What the Tories grammar school plans mean for local government

In the past few months, we’ve seen Theresa May and her Tory colleagues talking seriously about taking the backward step to reintroduce the grammar school system. Labour understands that grammar schools widen the divide between children from disadvantaged backgrounds and those from more privileged ones and have no place in a society where every child gets the best start in life.

It’s an absolute disgrace that the Tory Government are proposing to categorise children from the age of eleven by way of a test that can easily be abused by those with the cash to do so. This dangerous strategy is underpinned by the Government’s wrongly held view that selective schools are best placed to support underperforming schools.

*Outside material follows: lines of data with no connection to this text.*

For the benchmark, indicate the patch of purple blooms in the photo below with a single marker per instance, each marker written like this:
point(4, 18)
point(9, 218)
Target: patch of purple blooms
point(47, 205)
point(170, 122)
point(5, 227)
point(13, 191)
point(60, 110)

We know that grammar schools are over representative of advantaged pupils from families with the skills and educational background to support them. Will these grammar schools really be able to improve schools with a greater mix of disadvantaged, lower achieving pupils and the associated problems of child poverty? I don’t believe they will but luckily we know that local government has a proven track record when it comes to school improvement.

Recent data gathered by the Local Government Association has shown that local authorities have more success in raising school standards than academies or free schools. The LGA say that almost nine out of ten council-run primary and secondary schools are rated as Good or Outstanding, which is a higher number than among academies and free schools. Richard Watts, the Chair of the LGAs Children and Young People’s Board, has said that local authorities have continued to prove their effectiveness in raising school standards using their relationship with schools and their in-depth knowledge of their local areas. He has gone on to question the ability of unaccountable Regional School Commissioners to turn around underperforming schools across large geographic areas they know nothing about. I would also seriously question their ability to turn around schools with a pupil make-up of which they have virtually no experience dealing with and very little desire to gain any. and have demonstrated very little desire to gain any understanding.

Social segregation is not the answer to educational improvement, the answer is real investment and real support through local authorities who know their schools, know their areas and have the experience of delivering the best possible outcomes for pupils and teachers.